Requires strong enough non-Gaussianity to detect asymmetries.
Not suitable when the true structure contains latent variables.
Performance degrades if noise terms are nearly Gaussian.
Computational cost grows with the number of variables.
10.6. Key Parameters in Tetrad
Parameter (camelCase) |
Meaning |
|---|---|
useBootstrap |
Whether to compute bootstrap DAG estimates. |
numBootstrapSamples |
Number of bootstrap samples. |
knowledge |
Background knowledge such as required/forbidden edges or tiers. |
verbose |
Print detailed logs during ordering and regression. |
10.7. Reference
Shimizu, S., Hoyer, P. O., Hyvärinen, A., & Kerminen, A. (2011).
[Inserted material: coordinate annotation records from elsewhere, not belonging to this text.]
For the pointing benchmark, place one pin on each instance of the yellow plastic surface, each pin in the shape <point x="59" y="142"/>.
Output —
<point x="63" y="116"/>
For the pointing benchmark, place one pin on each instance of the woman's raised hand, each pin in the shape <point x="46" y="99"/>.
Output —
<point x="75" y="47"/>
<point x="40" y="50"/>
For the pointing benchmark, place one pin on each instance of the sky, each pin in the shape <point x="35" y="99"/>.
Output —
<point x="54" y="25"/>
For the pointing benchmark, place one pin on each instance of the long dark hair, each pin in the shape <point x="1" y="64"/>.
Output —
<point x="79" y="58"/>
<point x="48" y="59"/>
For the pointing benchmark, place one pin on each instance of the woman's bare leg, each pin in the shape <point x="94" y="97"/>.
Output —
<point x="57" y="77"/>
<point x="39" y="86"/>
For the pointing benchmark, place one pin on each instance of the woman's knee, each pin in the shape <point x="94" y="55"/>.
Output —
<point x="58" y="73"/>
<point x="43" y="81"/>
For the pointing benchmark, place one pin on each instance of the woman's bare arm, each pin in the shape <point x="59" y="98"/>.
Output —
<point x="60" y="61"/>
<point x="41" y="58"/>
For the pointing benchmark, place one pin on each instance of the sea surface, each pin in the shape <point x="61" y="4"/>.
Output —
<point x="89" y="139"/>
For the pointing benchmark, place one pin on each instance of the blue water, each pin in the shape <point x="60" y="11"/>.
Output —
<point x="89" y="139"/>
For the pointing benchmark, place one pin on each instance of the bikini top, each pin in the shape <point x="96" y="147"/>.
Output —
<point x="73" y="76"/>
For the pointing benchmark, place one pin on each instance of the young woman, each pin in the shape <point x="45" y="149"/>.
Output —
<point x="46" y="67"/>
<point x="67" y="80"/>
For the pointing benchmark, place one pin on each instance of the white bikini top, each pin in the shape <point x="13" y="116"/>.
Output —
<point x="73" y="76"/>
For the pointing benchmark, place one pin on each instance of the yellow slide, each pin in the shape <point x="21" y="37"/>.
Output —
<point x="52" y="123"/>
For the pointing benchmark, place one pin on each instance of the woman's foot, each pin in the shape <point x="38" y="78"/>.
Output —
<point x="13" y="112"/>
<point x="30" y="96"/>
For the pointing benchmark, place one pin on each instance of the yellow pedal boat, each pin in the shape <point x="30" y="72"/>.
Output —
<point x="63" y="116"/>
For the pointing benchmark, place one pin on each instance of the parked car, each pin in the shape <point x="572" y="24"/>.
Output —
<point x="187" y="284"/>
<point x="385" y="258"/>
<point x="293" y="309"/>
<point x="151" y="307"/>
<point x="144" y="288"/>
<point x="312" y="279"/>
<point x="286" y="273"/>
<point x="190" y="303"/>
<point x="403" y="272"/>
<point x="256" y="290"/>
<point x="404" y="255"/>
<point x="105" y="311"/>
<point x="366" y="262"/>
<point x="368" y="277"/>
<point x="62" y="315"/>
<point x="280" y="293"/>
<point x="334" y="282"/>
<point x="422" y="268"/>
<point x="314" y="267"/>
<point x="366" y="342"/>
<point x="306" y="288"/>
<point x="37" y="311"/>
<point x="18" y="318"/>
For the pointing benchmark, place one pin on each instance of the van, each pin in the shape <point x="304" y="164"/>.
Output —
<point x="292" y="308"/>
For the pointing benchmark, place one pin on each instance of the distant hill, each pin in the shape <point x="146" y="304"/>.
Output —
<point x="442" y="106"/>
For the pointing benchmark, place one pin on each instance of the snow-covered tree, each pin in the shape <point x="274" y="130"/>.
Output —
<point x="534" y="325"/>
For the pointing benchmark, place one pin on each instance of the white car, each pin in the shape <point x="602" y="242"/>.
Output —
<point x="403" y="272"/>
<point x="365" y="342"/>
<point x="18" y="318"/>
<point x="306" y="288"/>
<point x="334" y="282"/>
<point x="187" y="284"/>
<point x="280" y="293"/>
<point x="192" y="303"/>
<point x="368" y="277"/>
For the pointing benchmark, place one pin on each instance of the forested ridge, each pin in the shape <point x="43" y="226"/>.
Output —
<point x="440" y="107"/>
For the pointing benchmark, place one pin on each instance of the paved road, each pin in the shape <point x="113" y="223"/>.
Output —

DirectLiNGAM: A direct method for learning a linear non-Gaussian structural equation model.
Journal of Machine Learning Research, 12: 1225–1248.
10.8. Summary
DirectLiNGAM is a non-Gaussian, moment-based method that identifies a causal ordering directly from asymmetries in regression residuals. It is stable, ICA-free, and ideal for linear models with independent non-Gaussian errors.